Ефимов страшно возмутился:
— Неужели не понимаете, что наши заводы сейчас работают на армию? Надо Меркурьева, да и вас с ним заодно, и уездный исполком привлечь к революционной ответственности… Ведь мы же так сами разрушаем тыл Красной Армий, анархию разводим… Как держат себя ваши комиссариатские офицеры?
— Хорошо. Охлупина в партию приняли.
— Зря это сделали.
— Почему? — возразил я. — Чудинову, как сыну капиталиста, не следует доверять, а Охлупин вышел из крестьян.
— Все это очень подозрительно.
Я пошутил:
— Ты, Павел Иванович, не заразился от товарища Панина лишней дальнозоркостью?
— Не знаю, — ответил Ефимов. — Только у Панина зрение куда лучше, чем у нас с тобой, хотя он и проворонил мятеж мобилизованных.
Глава V
ВРАГ ПЕРЕВАЛИЛ ЧЕРЕЗ УРАЛЬСКИЕ ГОРЫ
Однажды по дороге в комиссариат я зашел в исполком. Среди дежурных крестьян заметил двух молодых парней из Боровской десятни, где уже несколько дней Романов занимался с допризывниками.
— Вы, ребята, зачем сюда приехали? С занятий сбежали, что ли?
— Нет! Нас сегодня сам Романов отпустил.
— А остальные занимаются?
— Нет. Он не сам отпустил — ему велел отпустить какой-то дядя…
— Пошли со мной. — И я привел их к Панину.
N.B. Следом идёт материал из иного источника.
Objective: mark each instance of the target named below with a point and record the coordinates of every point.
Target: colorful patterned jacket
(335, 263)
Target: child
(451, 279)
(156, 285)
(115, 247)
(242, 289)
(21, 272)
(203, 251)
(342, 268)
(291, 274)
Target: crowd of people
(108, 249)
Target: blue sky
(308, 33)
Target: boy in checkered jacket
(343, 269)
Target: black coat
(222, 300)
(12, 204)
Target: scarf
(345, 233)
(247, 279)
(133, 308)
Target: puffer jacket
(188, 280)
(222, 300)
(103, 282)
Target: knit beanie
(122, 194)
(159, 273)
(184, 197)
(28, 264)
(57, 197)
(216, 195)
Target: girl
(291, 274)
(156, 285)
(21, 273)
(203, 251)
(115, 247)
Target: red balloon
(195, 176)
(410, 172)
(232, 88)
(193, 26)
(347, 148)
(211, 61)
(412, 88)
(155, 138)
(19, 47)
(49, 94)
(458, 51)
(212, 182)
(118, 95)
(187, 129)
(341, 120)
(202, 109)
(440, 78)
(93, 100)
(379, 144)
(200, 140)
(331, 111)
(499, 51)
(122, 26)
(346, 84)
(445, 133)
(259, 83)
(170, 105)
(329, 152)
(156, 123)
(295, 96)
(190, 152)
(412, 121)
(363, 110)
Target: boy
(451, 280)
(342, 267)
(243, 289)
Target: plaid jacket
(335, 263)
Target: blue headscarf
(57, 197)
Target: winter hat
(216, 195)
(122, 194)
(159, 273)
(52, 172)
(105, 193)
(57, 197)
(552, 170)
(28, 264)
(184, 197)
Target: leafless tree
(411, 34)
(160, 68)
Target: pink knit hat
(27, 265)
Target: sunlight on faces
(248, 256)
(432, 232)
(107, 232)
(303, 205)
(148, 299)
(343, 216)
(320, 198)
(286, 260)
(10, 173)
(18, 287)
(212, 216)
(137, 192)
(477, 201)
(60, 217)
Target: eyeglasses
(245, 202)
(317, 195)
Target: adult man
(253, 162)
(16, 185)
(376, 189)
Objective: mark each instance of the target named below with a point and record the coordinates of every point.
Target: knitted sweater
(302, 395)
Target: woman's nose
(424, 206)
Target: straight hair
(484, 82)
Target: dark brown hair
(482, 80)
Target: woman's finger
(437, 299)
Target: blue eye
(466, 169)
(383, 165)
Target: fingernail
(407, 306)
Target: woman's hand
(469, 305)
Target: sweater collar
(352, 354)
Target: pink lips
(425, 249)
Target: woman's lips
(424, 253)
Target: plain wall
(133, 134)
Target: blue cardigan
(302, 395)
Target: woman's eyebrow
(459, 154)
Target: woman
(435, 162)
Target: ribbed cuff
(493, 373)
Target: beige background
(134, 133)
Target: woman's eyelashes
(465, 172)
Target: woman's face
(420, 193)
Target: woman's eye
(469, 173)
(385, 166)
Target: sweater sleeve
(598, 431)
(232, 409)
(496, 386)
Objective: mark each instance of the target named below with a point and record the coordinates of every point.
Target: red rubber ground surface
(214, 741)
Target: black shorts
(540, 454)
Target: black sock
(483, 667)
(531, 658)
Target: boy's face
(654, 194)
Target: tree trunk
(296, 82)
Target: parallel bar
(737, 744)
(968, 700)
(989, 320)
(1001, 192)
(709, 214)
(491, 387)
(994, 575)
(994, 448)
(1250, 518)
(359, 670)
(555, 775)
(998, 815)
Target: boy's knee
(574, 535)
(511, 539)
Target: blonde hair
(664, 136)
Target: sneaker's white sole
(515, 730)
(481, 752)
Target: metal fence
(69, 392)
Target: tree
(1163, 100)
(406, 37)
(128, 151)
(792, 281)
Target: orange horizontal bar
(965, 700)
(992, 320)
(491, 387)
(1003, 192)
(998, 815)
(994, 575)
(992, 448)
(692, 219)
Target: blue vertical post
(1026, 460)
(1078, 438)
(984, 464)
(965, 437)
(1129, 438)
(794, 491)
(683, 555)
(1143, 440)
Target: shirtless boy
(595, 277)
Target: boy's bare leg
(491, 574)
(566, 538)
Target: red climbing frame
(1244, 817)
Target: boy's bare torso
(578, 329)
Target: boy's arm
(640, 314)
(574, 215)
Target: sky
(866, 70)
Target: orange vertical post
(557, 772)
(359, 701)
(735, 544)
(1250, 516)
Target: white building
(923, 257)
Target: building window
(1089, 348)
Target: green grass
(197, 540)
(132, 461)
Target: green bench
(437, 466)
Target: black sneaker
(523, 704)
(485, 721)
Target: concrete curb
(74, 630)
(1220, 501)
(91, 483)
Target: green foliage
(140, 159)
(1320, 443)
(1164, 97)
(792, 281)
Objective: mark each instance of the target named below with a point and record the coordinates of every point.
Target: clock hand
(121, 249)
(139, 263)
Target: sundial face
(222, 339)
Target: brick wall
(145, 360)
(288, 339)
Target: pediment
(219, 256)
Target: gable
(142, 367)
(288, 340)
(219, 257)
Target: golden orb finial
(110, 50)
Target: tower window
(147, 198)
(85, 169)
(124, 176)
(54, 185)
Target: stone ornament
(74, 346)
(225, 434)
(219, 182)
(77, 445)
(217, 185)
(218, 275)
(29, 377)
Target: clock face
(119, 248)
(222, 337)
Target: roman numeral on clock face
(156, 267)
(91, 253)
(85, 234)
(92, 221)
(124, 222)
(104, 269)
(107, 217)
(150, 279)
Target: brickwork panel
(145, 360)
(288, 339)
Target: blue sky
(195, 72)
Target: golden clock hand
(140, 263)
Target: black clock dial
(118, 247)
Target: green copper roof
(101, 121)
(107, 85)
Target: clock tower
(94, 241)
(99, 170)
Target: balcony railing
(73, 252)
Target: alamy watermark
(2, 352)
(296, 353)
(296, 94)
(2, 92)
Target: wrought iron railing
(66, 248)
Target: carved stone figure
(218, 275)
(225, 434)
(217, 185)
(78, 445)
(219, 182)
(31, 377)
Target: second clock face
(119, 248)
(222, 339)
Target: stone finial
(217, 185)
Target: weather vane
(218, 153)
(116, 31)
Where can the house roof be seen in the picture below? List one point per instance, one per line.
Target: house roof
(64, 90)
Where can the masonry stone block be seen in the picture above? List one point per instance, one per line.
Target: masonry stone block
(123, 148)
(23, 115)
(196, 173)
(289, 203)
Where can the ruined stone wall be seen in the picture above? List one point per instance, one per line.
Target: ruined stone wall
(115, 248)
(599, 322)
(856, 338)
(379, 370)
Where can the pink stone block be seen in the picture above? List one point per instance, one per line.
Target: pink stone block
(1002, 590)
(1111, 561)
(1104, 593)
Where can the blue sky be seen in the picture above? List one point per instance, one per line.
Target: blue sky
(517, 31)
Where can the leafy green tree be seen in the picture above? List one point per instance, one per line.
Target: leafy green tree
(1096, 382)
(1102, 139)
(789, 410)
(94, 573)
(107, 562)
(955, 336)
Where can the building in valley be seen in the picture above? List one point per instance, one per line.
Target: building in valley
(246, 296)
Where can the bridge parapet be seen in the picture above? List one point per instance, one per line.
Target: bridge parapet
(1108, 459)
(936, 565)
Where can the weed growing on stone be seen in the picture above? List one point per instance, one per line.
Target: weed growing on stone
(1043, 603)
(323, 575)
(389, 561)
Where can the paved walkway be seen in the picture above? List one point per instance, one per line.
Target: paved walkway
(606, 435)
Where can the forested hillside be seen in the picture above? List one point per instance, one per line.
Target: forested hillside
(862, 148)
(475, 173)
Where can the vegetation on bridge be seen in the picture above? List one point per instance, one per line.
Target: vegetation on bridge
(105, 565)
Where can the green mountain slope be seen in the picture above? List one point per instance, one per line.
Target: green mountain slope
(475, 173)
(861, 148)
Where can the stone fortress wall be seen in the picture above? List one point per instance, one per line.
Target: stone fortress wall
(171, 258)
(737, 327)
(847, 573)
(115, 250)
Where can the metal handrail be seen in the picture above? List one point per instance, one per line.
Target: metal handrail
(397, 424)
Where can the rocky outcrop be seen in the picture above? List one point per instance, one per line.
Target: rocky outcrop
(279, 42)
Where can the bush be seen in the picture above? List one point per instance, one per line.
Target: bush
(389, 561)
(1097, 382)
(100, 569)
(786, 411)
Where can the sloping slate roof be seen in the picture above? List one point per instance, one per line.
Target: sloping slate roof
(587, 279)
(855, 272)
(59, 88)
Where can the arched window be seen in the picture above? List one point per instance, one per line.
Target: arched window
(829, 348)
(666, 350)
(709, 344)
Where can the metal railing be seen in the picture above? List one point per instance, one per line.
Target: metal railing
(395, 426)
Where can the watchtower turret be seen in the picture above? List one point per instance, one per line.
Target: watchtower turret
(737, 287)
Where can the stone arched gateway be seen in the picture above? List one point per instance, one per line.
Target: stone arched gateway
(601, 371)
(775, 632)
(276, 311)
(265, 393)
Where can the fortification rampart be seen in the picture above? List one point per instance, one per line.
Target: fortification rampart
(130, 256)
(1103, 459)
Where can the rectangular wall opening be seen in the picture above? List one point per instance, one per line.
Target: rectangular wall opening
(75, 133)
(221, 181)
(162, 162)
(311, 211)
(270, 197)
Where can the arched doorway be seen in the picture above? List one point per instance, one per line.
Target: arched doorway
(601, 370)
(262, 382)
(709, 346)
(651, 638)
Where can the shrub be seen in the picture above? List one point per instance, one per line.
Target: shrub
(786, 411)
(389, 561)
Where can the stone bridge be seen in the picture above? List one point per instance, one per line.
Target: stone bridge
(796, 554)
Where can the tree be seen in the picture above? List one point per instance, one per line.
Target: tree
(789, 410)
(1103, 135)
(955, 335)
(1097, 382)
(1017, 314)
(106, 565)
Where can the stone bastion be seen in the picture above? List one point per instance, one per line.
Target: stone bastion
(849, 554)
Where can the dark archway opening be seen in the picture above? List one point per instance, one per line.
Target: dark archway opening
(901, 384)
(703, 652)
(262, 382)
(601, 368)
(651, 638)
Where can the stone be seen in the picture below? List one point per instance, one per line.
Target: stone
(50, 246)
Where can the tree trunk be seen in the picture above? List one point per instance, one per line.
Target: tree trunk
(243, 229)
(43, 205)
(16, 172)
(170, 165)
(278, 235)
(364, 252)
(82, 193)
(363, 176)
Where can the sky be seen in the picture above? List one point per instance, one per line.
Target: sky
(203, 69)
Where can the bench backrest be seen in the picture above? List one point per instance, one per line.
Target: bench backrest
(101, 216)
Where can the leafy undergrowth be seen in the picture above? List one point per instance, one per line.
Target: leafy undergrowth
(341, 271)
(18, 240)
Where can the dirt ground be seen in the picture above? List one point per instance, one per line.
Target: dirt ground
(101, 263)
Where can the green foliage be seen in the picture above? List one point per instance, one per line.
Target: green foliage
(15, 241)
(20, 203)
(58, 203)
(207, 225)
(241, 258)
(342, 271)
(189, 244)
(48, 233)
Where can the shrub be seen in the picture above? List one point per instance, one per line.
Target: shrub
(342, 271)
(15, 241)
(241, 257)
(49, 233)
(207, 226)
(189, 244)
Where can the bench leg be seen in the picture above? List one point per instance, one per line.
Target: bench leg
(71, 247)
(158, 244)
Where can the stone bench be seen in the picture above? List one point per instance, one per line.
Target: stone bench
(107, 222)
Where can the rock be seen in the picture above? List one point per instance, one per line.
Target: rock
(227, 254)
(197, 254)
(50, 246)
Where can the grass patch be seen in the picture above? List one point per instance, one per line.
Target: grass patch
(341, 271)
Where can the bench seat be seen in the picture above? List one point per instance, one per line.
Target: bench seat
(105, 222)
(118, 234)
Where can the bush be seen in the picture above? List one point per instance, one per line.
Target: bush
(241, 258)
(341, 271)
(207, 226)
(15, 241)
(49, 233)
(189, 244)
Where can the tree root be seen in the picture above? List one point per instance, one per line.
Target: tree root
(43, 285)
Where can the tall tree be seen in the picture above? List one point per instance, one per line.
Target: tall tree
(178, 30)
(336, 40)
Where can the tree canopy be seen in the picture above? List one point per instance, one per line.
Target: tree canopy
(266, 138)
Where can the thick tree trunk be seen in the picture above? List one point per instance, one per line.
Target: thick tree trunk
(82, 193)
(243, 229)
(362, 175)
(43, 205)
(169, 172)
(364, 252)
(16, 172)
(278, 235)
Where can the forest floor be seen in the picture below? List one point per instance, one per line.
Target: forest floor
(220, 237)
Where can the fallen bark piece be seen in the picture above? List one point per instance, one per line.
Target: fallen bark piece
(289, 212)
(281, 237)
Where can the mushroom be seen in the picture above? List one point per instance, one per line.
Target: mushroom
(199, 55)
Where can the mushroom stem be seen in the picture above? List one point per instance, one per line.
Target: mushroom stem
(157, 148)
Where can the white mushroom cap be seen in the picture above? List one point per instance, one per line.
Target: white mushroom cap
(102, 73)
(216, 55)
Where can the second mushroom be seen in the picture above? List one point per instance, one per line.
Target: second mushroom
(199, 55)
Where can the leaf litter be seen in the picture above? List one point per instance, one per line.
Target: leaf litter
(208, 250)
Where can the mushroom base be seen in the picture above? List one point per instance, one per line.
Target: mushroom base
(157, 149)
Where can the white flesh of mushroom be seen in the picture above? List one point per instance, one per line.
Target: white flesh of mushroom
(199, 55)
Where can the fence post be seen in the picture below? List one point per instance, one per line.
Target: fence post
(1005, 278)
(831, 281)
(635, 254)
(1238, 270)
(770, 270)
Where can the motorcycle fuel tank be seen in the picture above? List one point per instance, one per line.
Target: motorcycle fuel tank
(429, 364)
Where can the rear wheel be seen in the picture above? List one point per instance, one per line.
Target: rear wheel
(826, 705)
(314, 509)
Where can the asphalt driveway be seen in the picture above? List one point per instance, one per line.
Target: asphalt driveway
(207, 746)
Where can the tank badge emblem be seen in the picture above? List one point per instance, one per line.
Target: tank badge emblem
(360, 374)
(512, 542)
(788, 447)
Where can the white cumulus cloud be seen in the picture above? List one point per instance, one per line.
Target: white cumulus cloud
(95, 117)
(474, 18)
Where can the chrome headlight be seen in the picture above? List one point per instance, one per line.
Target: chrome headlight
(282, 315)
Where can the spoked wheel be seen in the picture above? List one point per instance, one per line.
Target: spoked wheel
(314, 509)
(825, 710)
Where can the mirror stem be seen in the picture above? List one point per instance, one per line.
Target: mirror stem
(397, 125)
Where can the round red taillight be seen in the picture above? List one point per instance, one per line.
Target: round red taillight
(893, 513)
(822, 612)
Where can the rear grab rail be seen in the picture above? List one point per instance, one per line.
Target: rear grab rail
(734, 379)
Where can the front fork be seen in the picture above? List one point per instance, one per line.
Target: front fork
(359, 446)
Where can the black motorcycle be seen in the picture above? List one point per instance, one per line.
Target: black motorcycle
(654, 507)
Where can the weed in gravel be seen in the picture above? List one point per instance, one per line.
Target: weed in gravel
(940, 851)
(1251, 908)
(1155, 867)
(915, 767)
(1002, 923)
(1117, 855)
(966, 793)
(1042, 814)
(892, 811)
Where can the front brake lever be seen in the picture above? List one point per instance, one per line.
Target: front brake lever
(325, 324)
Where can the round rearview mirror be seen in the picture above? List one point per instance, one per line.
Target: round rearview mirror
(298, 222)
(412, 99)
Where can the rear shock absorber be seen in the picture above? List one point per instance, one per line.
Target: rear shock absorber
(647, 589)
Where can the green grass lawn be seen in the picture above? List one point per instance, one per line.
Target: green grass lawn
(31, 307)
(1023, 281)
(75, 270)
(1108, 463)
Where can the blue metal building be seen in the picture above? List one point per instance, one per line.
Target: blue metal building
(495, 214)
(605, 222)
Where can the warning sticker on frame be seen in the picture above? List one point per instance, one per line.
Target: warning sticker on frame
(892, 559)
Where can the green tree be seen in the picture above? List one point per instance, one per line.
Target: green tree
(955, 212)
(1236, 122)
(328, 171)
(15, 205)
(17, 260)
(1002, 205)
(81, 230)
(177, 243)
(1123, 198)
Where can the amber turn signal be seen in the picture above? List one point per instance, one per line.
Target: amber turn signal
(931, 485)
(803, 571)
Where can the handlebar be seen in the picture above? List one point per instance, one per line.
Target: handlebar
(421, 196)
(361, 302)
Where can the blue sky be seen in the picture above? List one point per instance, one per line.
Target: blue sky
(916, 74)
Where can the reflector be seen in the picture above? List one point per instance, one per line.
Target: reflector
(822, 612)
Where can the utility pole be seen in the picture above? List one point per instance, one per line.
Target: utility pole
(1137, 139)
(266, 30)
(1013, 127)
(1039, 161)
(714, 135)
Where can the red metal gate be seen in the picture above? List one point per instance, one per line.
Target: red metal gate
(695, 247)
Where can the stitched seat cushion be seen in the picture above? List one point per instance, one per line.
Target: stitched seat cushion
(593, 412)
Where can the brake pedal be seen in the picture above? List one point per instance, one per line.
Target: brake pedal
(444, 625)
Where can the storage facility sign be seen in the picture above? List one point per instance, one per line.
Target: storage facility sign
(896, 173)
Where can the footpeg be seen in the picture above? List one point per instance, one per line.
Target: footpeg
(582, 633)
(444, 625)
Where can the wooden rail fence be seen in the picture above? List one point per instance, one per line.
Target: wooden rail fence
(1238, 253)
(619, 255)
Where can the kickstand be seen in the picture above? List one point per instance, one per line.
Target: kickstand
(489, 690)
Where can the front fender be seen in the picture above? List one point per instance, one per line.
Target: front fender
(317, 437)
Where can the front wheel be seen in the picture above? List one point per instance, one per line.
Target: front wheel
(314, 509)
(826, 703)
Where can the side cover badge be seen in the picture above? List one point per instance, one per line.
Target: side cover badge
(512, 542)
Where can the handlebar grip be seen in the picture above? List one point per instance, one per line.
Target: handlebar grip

— Рассказывайте, какой дядя велел вас отпустить.
— А большой отряд конных мимо проехал в сторону Алексеевского. Как поравнялись с нами, ихний начальник, толстый, с саблей, трубка у него, как самовар, крышка серебряная, подъехал к Романову и говорит: «Кончайте занятия, поручик».
— А Романов что?
— Слушаюсь, говорит. Даже руку к козырьку приложил. И отпустил нас домой. А нам-то что.
Ребят больше не задерживали, а Пирогов с отрядом выехал в Боровскую десятню.
В конце дня строгановские крестьяне привезли к нам полумертвого паренька. Оказался он моим товарищем по работе — делопроизводителем военного комиссариата в соседнем селе Алексеевской, Борисом Голдобиным.
Когда Голдобин отогрелся немного и пришел в себя, он рассказал нам такое, от чего у меня мурашки по коже поползли.
Утром он шел из деревни в село на службу. На окраине, у хлебного сарая, увидел каких-то верховых. У каждого из них на груди был
— Не помнишь, была у трубки крышка? — спросил Панин.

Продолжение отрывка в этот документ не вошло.